Research being done at the University of Wisconsin-Madison could change the way corn is grown.
Jean-Michel Ane, a professor of bacteriology and agronomy at UW-Madison, is leading the effort. So far, the findings are prompting international attention.
"I wasn't expecting our work to be featured in USA Today and other publications," Ane said. "That is not why we do this. Honestly, our only goal is good science. Being able to see change because of it in the next few years would be amazing."

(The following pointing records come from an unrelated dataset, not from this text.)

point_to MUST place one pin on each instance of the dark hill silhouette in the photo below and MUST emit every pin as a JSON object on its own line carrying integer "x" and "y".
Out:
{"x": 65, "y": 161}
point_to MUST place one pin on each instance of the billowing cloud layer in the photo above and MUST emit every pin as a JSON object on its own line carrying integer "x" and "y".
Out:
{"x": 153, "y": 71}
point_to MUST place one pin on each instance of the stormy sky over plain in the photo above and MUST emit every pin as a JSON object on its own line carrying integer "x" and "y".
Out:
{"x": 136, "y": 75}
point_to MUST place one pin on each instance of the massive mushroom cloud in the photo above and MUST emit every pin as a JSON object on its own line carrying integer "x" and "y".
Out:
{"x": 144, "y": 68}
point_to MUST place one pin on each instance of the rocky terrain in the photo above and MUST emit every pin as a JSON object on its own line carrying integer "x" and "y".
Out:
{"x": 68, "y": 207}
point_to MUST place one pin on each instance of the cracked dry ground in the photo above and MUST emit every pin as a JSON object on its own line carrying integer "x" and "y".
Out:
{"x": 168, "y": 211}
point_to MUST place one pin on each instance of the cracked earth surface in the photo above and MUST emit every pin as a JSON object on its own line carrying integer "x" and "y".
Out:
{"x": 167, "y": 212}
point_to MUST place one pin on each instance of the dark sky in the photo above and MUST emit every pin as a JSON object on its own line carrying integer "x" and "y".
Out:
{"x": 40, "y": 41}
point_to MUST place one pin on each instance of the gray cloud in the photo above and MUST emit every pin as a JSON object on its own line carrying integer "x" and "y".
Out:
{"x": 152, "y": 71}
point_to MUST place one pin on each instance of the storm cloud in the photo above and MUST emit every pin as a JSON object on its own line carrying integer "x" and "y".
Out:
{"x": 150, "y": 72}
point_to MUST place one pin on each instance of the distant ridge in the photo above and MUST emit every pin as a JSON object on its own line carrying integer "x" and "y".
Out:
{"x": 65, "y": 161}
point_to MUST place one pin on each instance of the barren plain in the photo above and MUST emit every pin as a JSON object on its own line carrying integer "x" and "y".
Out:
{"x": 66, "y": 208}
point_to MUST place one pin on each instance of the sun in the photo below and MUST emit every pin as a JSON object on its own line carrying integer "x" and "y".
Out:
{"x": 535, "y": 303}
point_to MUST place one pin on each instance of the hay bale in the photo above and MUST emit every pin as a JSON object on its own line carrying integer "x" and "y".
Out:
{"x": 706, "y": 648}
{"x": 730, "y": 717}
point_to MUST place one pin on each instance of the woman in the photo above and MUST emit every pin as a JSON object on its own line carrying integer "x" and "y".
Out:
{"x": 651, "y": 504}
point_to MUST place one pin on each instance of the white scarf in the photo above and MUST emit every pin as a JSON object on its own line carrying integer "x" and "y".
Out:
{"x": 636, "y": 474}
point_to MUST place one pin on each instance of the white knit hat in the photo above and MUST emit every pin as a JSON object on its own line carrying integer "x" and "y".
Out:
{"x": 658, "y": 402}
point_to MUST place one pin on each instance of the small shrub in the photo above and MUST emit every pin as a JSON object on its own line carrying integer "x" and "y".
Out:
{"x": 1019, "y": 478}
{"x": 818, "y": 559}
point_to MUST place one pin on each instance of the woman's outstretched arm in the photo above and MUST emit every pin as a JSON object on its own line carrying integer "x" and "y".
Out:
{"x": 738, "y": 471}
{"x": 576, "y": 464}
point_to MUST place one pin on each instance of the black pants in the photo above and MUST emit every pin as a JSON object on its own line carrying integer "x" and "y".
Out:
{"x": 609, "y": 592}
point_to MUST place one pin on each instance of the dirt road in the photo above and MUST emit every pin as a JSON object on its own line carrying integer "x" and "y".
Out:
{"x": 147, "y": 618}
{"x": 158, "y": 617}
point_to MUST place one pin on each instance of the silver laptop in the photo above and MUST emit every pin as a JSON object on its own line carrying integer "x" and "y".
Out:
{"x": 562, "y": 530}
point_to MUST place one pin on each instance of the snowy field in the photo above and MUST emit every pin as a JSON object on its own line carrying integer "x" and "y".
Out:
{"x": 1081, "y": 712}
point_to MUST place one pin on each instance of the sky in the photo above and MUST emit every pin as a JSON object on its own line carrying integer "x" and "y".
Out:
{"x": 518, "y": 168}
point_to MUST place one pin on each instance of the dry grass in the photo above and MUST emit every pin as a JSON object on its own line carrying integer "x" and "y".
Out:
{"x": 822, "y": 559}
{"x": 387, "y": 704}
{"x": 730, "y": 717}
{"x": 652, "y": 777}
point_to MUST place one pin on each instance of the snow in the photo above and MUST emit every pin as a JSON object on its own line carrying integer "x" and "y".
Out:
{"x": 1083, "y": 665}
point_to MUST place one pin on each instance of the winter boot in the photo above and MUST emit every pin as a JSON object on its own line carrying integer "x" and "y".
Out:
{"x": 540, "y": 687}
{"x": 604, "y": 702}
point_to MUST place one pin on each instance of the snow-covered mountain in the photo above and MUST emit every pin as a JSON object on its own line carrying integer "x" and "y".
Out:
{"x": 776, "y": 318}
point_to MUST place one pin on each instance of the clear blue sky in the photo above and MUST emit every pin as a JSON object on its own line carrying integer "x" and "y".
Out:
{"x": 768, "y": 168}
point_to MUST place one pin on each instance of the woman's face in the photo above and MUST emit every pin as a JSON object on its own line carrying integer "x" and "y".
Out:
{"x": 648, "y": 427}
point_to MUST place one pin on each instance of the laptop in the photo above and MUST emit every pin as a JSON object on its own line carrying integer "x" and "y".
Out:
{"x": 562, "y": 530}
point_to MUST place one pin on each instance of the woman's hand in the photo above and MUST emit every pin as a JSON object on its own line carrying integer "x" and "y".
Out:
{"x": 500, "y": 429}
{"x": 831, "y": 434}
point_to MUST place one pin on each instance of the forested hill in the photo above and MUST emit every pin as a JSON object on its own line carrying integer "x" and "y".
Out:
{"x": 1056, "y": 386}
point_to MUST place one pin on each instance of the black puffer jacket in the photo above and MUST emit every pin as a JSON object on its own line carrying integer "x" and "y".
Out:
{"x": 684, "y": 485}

Ane's team in Madison is studying corn that can use nitrogen from the atmosphere to grow, rather than from fertilizer. Scientists found this corn in Mexico, being grown by indigenous people. The key is a bacteria in the clear mucus that forms around the roots of the plant.
"This has been kind of the holy grail for a long time," said Joe Lauer, who grew up on a farm and is now a professor of agronomy at UW-Madison. "Corn that doesn't rely on nitrogen fertilizer would significantly reduce the amount of money that farmers spend on fertilizer. Typically, right now, they're having to spend $100 or $200 per acre to buy the nitrogen fertilizer. Not only would it eliminate that cost, but it would be big for our environment too. If you're using little to no fertilizer, you reduce the potential for chemical run-off into ground water."

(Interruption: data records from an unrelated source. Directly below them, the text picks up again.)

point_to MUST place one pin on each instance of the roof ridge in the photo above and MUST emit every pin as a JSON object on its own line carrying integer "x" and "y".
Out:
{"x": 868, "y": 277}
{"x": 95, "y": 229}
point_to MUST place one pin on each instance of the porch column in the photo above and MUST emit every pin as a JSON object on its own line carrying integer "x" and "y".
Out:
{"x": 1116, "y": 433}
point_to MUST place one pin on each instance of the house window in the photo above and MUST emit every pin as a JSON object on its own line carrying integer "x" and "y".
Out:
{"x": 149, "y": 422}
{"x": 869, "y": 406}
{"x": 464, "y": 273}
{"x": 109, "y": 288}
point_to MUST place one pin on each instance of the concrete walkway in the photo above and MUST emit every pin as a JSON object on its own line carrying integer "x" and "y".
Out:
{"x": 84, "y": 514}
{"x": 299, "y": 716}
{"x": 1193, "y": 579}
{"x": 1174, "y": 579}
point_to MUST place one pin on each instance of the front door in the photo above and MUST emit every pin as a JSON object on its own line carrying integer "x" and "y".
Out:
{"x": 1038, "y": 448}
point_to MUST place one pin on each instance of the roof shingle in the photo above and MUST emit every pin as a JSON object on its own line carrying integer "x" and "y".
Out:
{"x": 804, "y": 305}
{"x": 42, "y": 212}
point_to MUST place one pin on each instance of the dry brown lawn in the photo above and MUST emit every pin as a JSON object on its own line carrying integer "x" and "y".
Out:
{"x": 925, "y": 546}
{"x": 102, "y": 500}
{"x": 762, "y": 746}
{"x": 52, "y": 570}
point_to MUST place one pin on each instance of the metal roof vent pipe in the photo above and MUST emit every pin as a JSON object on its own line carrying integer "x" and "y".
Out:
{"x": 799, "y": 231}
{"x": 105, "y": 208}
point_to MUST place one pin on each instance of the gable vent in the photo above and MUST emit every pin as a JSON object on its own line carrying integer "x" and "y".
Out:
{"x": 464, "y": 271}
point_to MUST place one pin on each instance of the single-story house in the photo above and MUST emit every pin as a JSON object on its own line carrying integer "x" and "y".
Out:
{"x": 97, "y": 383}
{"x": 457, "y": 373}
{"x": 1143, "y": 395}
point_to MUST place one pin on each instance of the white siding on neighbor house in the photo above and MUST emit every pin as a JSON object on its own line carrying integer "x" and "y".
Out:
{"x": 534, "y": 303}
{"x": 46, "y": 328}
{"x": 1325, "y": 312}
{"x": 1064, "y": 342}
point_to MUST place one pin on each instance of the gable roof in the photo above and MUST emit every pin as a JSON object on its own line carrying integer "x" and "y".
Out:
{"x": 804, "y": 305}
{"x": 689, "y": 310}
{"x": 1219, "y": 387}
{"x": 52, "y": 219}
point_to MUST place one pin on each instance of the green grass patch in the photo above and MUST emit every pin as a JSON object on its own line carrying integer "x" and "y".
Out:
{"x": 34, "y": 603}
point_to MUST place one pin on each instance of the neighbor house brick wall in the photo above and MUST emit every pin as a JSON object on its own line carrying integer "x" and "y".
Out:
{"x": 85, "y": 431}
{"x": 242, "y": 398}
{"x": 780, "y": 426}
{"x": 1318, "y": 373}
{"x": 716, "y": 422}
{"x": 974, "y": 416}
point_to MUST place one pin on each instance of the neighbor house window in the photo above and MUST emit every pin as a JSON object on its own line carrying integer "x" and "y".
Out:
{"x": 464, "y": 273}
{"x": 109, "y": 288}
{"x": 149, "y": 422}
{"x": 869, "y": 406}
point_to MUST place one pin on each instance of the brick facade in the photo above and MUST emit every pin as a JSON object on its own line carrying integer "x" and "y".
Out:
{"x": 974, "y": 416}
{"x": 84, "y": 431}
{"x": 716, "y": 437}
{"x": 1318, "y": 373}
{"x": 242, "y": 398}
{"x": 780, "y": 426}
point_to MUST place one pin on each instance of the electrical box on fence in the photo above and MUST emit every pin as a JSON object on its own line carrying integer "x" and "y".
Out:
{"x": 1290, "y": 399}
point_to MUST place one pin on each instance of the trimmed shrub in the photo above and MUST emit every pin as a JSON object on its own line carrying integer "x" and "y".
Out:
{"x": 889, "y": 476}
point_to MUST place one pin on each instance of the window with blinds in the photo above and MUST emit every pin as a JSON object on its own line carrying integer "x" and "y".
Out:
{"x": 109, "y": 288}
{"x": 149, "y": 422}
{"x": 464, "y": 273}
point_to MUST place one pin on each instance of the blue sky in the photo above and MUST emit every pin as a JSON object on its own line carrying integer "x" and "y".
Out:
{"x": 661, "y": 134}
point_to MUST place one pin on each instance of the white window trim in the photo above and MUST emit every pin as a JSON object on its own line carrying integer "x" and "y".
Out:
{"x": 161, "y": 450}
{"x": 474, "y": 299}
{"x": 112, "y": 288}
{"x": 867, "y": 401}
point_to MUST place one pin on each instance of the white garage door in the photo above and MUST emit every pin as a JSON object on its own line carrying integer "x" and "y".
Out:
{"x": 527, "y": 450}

But there are still a lot of questions and concerns. The corn that can synthesize nitrogen from the air rather than fertilizer, yields much smaller crops.

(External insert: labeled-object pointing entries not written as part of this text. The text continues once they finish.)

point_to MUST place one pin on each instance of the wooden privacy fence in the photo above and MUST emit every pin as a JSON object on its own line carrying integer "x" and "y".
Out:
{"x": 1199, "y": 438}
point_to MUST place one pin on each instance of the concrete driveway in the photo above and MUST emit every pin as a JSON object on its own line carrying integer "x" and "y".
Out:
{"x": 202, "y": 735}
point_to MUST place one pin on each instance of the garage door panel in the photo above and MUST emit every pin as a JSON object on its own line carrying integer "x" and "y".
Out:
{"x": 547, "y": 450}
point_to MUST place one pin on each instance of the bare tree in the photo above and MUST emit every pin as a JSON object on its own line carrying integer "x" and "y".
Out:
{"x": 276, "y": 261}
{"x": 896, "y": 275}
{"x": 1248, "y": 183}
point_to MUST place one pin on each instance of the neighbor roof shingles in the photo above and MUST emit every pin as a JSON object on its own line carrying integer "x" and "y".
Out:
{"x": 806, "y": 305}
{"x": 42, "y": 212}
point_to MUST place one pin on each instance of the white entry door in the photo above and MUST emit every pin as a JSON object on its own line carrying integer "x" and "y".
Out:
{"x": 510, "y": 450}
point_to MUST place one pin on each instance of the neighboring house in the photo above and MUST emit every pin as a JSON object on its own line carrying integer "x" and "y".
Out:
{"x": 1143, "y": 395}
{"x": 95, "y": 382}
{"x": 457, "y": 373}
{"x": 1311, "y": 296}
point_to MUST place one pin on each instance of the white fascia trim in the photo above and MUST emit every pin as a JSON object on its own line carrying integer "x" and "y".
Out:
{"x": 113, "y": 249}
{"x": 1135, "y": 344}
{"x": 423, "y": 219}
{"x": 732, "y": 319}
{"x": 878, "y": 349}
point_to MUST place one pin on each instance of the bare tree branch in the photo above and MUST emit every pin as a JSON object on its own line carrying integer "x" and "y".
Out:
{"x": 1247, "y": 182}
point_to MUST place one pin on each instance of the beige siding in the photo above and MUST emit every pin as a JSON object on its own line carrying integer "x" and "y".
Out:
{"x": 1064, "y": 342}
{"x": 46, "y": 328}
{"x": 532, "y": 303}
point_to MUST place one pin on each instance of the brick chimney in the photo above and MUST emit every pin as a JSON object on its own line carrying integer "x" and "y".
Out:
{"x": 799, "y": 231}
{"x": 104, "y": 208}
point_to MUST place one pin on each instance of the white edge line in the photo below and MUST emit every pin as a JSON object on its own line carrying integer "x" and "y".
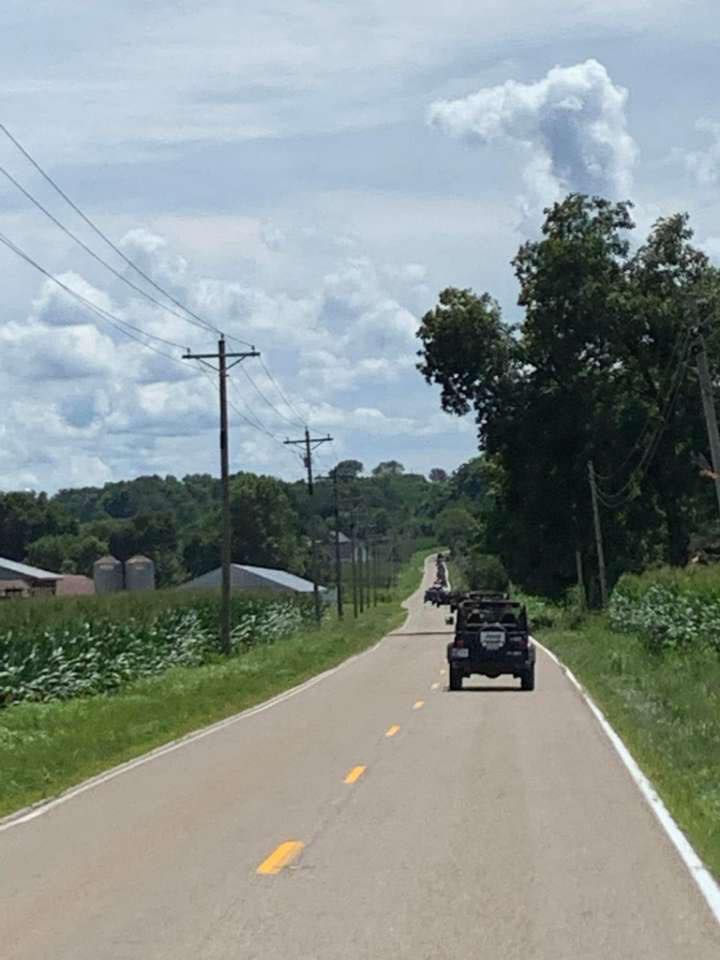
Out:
{"x": 42, "y": 807}
{"x": 45, "y": 806}
{"x": 698, "y": 871}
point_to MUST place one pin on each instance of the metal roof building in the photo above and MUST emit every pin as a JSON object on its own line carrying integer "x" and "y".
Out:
{"x": 245, "y": 577}
{"x": 37, "y": 581}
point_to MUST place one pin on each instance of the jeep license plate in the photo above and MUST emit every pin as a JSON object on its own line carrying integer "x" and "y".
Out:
{"x": 492, "y": 639}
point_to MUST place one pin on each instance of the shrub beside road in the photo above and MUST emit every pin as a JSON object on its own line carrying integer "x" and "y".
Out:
{"x": 653, "y": 668}
{"x": 47, "y": 747}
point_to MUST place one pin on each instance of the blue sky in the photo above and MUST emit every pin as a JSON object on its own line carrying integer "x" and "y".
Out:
{"x": 307, "y": 176}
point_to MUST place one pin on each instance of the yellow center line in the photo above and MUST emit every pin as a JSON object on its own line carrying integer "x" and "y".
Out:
{"x": 354, "y": 774}
{"x": 281, "y": 857}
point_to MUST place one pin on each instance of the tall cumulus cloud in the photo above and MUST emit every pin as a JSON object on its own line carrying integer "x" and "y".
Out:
{"x": 571, "y": 129}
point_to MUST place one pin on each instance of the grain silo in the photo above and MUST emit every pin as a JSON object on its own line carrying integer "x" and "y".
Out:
{"x": 108, "y": 575}
{"x": 140, "y": 573}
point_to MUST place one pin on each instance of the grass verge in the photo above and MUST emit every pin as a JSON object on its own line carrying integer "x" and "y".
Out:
{"x": 666, "y": 708}
{"x": 47, "y": 747}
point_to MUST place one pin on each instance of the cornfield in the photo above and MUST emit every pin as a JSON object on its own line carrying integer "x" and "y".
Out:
{"x": 51, "y": 650}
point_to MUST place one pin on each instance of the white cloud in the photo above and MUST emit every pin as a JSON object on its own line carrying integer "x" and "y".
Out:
{"x": 570, "y": 128}
{"x": 704, "y": 165}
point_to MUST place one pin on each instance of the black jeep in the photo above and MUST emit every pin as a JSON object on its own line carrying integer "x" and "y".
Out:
{"x": 491, "y": 638}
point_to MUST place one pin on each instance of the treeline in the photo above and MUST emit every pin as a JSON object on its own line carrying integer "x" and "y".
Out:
{"x": 176, "y": 522}
{"x": 600, "y": 368}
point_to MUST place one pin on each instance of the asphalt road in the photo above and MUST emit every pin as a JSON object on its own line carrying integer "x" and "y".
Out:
{"x": 491, "y": 824}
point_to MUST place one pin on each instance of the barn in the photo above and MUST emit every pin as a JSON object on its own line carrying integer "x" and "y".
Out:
{"x": 246, "y": 577}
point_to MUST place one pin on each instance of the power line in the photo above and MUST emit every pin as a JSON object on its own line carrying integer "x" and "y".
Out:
{"x": 266, "y": 400}
{"x": 105, "y": 315}
{"x": 302, "y": 420}
{"x": 191, "y": 315}
{"x": 261, "y": 425}
{"x": 81, "y": 243}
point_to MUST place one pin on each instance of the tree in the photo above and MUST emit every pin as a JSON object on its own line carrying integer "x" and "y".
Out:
{"x": 485, "y": 572}
{"x": 25, "y": 517}
{"x": 456, "y": 527}
{"x": 67, "y": 553}
{"x": 539, "y": 393}
{"x": 266, "y": 531}
{"x": 348, "y": 468}
{"x": 389, "y": 468}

"Not to mention, the Midwest is very different than Mexico in terms of growing conditions," Lauer said. "A lot more testing and corn breeding would need to be done to even get to a place where we could try it here. If it was viable here, corporations would be all over it already."
Still, both Lauer and Ane say this research is a step in the right direction. And big-name food manufacturer, Mars, Inc. is funding more in-depth studies at UW-Madison.